At the Library:
- Through mid-April: AARP Foundation’s free tax help on Tuesdays, Thursdays, and Saturdays 10 a.m. – 2 p.m.
- Thursday, April 10 at 5 p.m.: “Aging Eyes” is the topic of this month’s Take Note Sedona lecture series, with board-certified ophthalmologist David Deutch, M.D. For more information on this event call 928-639-6551.
By Virginia Volkman, Library Director
Sedona AZ (April 4, 2014) – Inaugurated by the Academy of American Poets in 1996, National Poetry Month is now held every April, when schools, publishers, libraries, booksellers, and poets throughout the United States band together to celebrate poetry and its vital place in American culture.
The website www.poets.org is promoting this year’s Poetry Month nationwide. One of their original ideas is “Poem in Your Pocket Day.” Join thousands of individuals across the U.S. and carry a poem in your pocket on April 24, 2014. Sedona Public Library invites you to take a poem from our display so that you’re prepared. Or contribute a poem written by your favorite poet or your own original poem.

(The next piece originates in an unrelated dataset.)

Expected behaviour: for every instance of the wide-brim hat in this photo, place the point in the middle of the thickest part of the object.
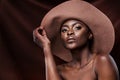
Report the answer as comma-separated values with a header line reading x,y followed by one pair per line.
x,y
98,22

For those interested in sharing their poetry, the Sedona Writing Salon is hosted by author Gary Every on the first and third Tuesday of each month, from 4 to 6 p.m. at the Library. Attendees read their works and offer constructive criticism to each other. Every Salon features a writing exercise, among other activities, and first-time authors have a great opportunity to receive considerate criticism. It’s also an opportunity for authors to exchange information and ideas about workshops, and discuss the works of favorite authors.
I recently had a conversation with local poet Mary Heyborne. Three books of Heyborne’s poetry are included in our collection, along with the works of many other local poets. Heyborne told me that she was inspired to write the poem “On the Dedication of Sedona Library” after attending the dedication of the library building on White Bear Road. The poem begins this way:
“From every corner of our town,
in demographic sweep,
we came—from young to very old—
with ‘promises to keep.’
Two solid arms of stone reached out
and drew us near the door
of something more than columns,
and roof, and walls and floor.
A dream come true had called us there.
We came to dedicate
our library—Sedona’s jewel—
and also celebrate
Our City’s namesake cast in bronze
placed at the entryway.
Sedona was to be unveiled
that crisp October day.”
The closing lines of the poem sum up Heyborne’s thoughts on that day in 1994, when a community came together after years of heated discussions over incorporation and the establishment of a local school district:
“These rites, expressing future hopes
born of a common past,
saw separateness, exalted to
community, at last!”
Stop by the Library during the month, or any time of the year and check out a book of contemporary poetry or one the classics.